The logistic and SVM models have been heavily ineffective for this dataset, since in our EDA we observed that the variables have no linear correlation. 
 
**Tree-based models (xbgboost and random forest) gave the best recall-scores.**

Also, analyzing the confusion matrix of all classification models we have a very high rate of false positives, since we are studying of a water potability prediction, this is a importante issue. The implication of a false positive is that people will consume water that may harm their health, so we should keep this in mind when tunning our model.

## Hyperparameter tunning

In [None]:
from xgboost import XGBClassifier
from sklearn.model_selection import RandomizedSearchCV

parameters = { 'eta': np.arange(0.01, 0.4, 0.01),
'min_child_weight': np.arange(1, 10, 1),
'max_depth': np.arange(2, 10, 1),
'gamma': np.arange(0.5, 1, 0.05),
'subsample': np.arange(0.5, 1, 0.05),
'colsample_bytree': np.arange(0.5, 1, 0.05),
'lambda': np.arange(1, 2, 0.1),
}

model = XGBClassifier(verbosity =0)
classifier = RandomizedSearchCV(model, parameters, n_iter = 2000, cv = 5, verbose=0, scoring = 'recall')

In [None]:
classifier.fit(X_train, y_train)
print(classifier.best_estimator_)

In [None]:
#saving model with best parameters
import pickle

filename = 'classifier.sav'

pickle.dump(classifier, open(filename, 'wb'))

In [None]:
y_pred = classifier.predict(X_test)

recall_xghp = view_performance (y_test, y_pred, model = "XGBoost with hyperparameter optimization")

In [None]:
final_perf = pd.DataFrame.from_dict({'score': [recall_xghp, recall_xg, recall_rf], 'model': ['XGBoost w/ hyperopt', 'XGBoost Default', 'Random Tree']})

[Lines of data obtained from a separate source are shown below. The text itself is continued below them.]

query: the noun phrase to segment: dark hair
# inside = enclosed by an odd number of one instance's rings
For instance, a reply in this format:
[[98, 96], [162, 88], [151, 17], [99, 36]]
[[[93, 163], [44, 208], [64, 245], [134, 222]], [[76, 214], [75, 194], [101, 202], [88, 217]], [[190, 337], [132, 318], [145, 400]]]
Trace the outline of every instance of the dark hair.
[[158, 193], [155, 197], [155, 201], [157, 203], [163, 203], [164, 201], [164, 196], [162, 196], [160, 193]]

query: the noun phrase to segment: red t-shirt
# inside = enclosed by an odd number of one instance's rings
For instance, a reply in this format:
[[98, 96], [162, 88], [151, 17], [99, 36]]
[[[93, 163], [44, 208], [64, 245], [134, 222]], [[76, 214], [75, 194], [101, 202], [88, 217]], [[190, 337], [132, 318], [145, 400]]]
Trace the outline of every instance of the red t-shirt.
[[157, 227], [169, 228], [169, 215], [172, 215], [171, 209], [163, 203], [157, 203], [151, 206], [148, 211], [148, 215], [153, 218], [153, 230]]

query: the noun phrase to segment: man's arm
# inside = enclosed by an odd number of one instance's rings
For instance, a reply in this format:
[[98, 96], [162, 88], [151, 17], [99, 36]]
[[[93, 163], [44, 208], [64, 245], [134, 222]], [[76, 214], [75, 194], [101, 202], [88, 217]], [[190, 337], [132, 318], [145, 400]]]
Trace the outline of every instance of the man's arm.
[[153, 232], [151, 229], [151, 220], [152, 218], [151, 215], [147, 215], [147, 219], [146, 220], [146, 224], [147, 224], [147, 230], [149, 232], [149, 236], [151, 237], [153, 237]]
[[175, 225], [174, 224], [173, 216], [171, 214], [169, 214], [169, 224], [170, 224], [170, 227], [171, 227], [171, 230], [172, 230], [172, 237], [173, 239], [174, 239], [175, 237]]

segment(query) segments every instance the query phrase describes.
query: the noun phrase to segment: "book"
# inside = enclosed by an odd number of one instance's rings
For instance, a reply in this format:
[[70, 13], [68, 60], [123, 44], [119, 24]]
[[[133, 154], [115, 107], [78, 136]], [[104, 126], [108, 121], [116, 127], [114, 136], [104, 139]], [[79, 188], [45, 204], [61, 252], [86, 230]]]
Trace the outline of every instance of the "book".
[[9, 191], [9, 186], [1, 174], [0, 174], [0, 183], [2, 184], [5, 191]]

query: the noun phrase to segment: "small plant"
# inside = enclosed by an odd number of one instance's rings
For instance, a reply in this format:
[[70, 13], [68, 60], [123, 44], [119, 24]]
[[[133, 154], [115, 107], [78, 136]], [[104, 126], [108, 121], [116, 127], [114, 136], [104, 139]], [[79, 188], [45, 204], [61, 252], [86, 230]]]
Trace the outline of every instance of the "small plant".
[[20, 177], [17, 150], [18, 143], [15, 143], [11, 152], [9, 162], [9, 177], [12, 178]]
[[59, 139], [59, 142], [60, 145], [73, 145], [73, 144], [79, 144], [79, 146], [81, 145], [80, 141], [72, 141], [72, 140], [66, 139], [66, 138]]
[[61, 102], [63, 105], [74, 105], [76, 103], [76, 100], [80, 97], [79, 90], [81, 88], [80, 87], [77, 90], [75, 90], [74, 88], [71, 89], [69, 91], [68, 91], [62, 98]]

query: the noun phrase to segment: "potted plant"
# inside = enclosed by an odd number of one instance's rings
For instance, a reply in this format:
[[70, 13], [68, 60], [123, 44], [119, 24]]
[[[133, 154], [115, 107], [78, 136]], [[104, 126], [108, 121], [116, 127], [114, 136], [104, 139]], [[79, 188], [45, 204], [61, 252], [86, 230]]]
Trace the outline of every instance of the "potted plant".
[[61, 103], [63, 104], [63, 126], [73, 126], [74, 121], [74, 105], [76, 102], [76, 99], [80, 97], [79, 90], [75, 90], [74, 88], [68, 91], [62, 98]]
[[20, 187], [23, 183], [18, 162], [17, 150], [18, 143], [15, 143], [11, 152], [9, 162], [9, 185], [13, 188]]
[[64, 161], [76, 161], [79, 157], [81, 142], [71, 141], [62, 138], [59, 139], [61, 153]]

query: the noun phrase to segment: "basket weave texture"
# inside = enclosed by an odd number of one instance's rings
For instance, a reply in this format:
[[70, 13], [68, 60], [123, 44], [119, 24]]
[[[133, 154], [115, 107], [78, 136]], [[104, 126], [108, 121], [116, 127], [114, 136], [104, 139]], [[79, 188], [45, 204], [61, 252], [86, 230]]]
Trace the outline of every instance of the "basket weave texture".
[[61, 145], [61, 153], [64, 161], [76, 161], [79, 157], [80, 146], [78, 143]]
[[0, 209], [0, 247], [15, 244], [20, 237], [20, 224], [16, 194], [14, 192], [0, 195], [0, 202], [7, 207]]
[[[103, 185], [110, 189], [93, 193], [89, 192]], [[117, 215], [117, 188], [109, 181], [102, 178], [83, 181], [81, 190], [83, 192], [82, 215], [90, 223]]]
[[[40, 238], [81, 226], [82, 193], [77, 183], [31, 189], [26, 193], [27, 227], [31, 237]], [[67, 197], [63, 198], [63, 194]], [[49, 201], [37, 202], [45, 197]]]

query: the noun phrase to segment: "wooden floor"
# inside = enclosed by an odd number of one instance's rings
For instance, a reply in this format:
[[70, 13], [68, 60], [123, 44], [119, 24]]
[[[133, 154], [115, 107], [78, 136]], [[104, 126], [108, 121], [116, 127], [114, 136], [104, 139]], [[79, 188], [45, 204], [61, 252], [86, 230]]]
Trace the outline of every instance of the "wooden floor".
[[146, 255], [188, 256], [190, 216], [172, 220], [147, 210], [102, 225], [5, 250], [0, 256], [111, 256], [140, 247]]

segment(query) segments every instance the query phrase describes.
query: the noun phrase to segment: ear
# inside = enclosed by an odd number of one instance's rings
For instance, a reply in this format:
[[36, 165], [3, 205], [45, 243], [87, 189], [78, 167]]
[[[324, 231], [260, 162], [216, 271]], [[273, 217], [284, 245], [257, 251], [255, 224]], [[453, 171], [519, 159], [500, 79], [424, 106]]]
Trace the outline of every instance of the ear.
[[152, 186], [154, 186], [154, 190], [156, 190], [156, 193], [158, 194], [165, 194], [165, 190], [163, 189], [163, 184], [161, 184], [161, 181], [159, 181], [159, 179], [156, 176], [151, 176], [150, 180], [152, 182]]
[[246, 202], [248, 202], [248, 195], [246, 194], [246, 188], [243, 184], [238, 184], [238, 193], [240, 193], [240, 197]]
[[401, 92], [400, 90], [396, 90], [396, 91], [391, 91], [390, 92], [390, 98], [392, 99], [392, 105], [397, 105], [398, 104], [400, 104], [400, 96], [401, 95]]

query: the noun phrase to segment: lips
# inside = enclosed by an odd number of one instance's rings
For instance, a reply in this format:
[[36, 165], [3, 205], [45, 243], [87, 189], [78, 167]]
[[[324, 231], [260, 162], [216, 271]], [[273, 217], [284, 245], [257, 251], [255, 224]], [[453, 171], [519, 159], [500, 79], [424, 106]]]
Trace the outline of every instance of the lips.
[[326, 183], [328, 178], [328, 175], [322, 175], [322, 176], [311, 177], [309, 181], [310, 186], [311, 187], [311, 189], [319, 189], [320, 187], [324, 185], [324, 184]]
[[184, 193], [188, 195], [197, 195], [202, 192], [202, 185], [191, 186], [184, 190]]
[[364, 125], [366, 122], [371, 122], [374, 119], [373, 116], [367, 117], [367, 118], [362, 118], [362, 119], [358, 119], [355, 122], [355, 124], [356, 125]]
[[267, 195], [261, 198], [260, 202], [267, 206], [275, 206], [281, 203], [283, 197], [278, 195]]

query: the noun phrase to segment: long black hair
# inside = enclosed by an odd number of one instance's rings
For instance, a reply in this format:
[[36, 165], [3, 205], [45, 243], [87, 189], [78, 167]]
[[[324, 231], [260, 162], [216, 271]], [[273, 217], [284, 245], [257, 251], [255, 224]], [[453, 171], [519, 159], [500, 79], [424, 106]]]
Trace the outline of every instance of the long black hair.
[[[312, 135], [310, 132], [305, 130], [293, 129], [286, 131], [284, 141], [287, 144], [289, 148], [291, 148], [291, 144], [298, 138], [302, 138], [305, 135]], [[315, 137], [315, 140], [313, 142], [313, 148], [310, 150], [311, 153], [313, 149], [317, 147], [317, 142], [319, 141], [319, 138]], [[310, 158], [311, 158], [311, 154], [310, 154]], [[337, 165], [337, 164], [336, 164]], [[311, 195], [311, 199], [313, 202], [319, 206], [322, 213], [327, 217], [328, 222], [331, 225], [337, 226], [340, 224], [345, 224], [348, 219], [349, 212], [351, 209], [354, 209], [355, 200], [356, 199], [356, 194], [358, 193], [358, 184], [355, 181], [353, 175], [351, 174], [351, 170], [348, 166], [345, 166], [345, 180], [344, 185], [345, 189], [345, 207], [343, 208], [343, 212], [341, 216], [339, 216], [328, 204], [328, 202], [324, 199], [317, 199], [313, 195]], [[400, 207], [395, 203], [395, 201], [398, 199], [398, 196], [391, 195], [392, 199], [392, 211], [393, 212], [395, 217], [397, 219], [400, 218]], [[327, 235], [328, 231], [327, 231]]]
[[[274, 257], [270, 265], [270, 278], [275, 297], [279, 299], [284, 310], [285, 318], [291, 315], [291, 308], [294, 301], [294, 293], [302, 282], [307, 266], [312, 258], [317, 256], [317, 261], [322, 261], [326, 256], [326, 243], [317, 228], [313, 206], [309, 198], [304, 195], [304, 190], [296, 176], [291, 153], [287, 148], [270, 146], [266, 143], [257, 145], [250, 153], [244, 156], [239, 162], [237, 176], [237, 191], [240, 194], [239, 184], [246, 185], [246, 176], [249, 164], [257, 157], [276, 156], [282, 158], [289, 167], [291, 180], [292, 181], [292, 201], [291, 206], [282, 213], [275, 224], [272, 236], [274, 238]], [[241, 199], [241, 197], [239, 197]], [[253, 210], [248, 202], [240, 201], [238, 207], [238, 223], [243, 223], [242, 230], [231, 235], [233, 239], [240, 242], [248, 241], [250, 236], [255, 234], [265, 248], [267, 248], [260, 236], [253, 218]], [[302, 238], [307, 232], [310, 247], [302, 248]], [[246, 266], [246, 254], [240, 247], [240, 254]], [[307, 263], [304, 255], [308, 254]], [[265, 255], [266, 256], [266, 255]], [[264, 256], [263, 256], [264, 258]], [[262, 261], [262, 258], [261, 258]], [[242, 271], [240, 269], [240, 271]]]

improvement = 100 - (recall_xg / recall_xghp)*100 

fig, ax = plt.subplots(1,1, figsize = (12,8))

plot = sns.barplot(data = final_perf, x = 'model', y='score', ax = ax)
plt.title(f'We achieved a improvement of {improvement:.2f}% in recall-score using Hyperparameter Optmization', size = 18)
plt.ylabel('Recall-score', size=18)
plt.xlabel('Classification model', size=18)
plt.bar_label(plot.containers[0], fmt ='%.6f', size = 14)

plt.tight_layout()
plt.show()

In [None]:
!pip install shap

In [None]:
import shap
# explain the model's predictions using SHAP
explainer = shap.Explainer(classifier.best_estimator_)
shap_values = explainer(X)
shap.plots.bar(shap_values)

# Conclusions

From our Exploratory data analysis, and the study of our machine learning model we can take the following conclusions: 

 - As expected the average Ph of the samples is around  7.0 (neutral)
 - The low correlation of variables in this dataset causes linear classifiers to be very ineffective for this case. 
 - The levels of Sulfate, Hardness and Ph of the water are the biggest contributors for the potability of the samples. So the study of the 
 - Even with hyperparameter optmization, I would not recommend the usage of this model in real situations. Our recall-score is less than 50%, and the implications of consumptions of samples that resulted in false-positives outweight any gain from the use of ML. 

 - It is possible that the addition of features that have more correlation in this dataset can improve our accuracy.